Tous les outils de GEO partent des mots-clés : ils vous disent ce qui se classe, ou ce que les concurrents couvrent. MarquePhare part du site lui-même — et c’est la seule analyse du produit qu’aucun autre outil ne propose.
Ce que la carte contient
Un crawl du site extrait les entités que la marque revendique : chaque service, chaque produit, chaque technique, chaque zone d’intervention. Puis il relie chacune aux pages qui la traitent réellement.
L’écart entre les deux est le gisement. Un service mentionné dans un paragraphe de la page d’accueil, sans page dédiée, est un sujet sur lequel aucun moteur de réponse ne peut vous citer : il n’a rien à reprendre.
Une entreprise d’isolation revendiquait 71 sujets — flocage thermique, flocage acoustique, Nantes, Loire-Atlantique, isolation thermique… — sans qu’aucune page ne leur soit consacrée. Plus 14 pages qu’aucun lien interne n’atteignait. C’est un plan éditorial d’un an, tiré de ce que le site dit déjà être.
Les trois constats
Sujets sans page dédiée
Le gisement principal. Chaque entrée est un contenu à écrire, dont vous savez déjà qu’il correspond à l’activité réelle du client — puisque c’est son propre site qui le revendique. Aucun risque de rédiger hors sujet.
Sujets tenus par une seule page
Une mention unique ne fait pas autorité. Deux ou trois contenus qui se répondent — un guide, un cas client, une FAQ — installent une couverture qu’une page isolée n’aura jamais.
Pages sans lien interne entrant
Une page qu’aucune autre ne pointe est mal découverte par les robots et ne reçoit aucune autorité du reste du site.

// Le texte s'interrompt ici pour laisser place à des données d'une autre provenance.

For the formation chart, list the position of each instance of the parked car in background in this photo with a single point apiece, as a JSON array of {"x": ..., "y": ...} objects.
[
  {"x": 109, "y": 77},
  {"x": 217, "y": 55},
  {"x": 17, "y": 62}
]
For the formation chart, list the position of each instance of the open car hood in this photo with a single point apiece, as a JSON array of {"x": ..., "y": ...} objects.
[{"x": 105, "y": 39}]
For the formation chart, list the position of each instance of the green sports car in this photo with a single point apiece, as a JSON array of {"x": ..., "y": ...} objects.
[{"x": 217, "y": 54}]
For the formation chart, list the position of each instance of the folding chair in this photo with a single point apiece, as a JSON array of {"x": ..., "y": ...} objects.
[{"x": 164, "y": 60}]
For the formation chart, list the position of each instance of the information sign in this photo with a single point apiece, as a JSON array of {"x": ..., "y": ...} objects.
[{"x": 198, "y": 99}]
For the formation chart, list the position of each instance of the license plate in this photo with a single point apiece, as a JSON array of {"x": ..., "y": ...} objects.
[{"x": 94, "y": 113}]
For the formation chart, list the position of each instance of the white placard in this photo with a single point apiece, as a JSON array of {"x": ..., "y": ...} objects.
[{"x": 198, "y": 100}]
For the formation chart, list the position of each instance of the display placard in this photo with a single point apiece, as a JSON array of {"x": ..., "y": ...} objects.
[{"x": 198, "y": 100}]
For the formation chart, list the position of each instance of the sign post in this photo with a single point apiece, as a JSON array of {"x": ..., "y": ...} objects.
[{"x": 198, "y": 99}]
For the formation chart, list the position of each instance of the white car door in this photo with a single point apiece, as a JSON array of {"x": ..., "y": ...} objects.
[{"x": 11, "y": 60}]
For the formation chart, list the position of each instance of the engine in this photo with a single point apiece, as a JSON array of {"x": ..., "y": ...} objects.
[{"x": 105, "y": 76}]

Un lien dans le corps d’un texte de la même thématique suffit — le menu ne compte qu’à moitié.
Comment l’exploiter
Depuis Knowledge Graph, sur le projet du client. Le crawl prend quelques minutes.
Les trois constats apparaissent alors dans le rapport, avec les sujets nommés un par un.
Tous les sujets ne se valent pas : commencez par ceux qui correspondent à une prestation vendue, pas à un mot-clé de longue traîne.
Chaque sujet devient un article citable — réponse directe, données sourcées, FAQ — noté sur les mêmes critères que l’audit.
Le pitch, en une phrase
Votre site dit que vous faites du flocage acoustique. Aucune page n’en parle. L’IA ne peut donc pas vous citer dessus — et c’est réparable en un article.
Ouvrez le site du prospect à côté du rapport. Les sujets listés sont ses propres mots, extraits de ses propres pages. La démonstration ne se discute pas — et aucun concurrent ne peut la produire.